One of the pitfalls of having a lot of money, even with a large cashflow, is that it’s easy to overspend it. Everyone gets the attitude that “we’re rich, we can buy anything we want” and no one puts the brakes on spending. For example, the same thing happened with the Spanish Empire when it was bringing in tons of gold and silver from the New World during the 16th and 17th centuries. It didn’t take long before the entire yearly treasure fleet was already spent well in advance of it reaching port in Spain.

There was some kind of crackdown on corruption earlier this year in Saudi Arabia. A number of high level people were detained for a while. Details are scant on it, but it’s thought that this was part of the same issue. Muhammad bin Salman probably got word that money was running out and concluded that some or all of these guys were stealing from the treasury. Maybe they were, maybe not.
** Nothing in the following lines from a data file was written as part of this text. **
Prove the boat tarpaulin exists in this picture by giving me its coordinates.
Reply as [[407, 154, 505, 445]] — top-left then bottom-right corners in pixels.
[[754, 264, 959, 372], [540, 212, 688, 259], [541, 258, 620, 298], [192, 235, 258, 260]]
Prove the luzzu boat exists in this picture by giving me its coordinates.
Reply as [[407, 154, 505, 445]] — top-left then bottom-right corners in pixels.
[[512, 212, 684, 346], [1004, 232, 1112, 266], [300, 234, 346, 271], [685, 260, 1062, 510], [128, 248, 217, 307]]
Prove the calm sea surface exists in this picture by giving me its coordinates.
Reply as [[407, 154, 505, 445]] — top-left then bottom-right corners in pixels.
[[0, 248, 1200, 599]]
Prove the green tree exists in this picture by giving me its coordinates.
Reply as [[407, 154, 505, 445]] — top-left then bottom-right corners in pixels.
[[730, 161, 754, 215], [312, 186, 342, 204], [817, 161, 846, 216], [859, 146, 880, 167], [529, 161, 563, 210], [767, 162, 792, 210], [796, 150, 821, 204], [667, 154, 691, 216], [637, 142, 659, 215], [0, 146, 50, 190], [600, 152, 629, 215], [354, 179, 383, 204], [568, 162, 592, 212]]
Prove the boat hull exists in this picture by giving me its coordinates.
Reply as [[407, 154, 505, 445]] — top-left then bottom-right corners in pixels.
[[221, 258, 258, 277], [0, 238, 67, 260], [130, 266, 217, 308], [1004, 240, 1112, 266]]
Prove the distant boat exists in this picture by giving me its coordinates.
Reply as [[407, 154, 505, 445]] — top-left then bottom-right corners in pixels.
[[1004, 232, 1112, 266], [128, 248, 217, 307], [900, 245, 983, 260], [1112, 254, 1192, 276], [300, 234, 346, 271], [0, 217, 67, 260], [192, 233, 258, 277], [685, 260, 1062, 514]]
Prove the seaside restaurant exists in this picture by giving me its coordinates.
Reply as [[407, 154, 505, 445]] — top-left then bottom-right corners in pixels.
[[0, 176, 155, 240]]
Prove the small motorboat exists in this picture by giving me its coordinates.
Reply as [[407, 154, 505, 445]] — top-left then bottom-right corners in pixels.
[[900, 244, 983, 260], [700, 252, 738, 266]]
I cannot speak to whether there are any rules specifically regarding that investment - but it’s certainly legal to own investments in foreign companies. We owned some shares in a Brazilian mining company for a while. There were a few things I had to fill out in TurboTax each year, including how much foreign tax was paid (I got a credit for it on our taxes).

Mine was purchased through Fidelity. As far as I know, there was no American Depository Receipt (whatever that is) involved. I have no idea how you’d liquidate such an investment as you describe; sounds like you believe it to be high risk, so selling it at all might be a problem, and the mechanism might be an issue as well (e.g. where would the funds be sent? to your US bank? To a foreign bank that complies with US overseas banking regs? something else?).

And of course there is the exchange rate risk, where something that is worth XXX of the local currency continues to be XXX in the local currency, but that equates to varying amounts in US depending on the rate.

When doing something like a security clearance, such an investment would need to be disclosed as well, I’m sure, lest it be perceived as your having a financial interest in a government that might not always be our best friend. A few dollars (riyals?) worth is unlikely to pose an issue there.

I’d say (and I have not read the rest of the thread, so I might be full of baloney) that if this is easy to purchase, and you might have fun watching the value go up and down, go for it in a small way with some spare cash that you can afford to lose.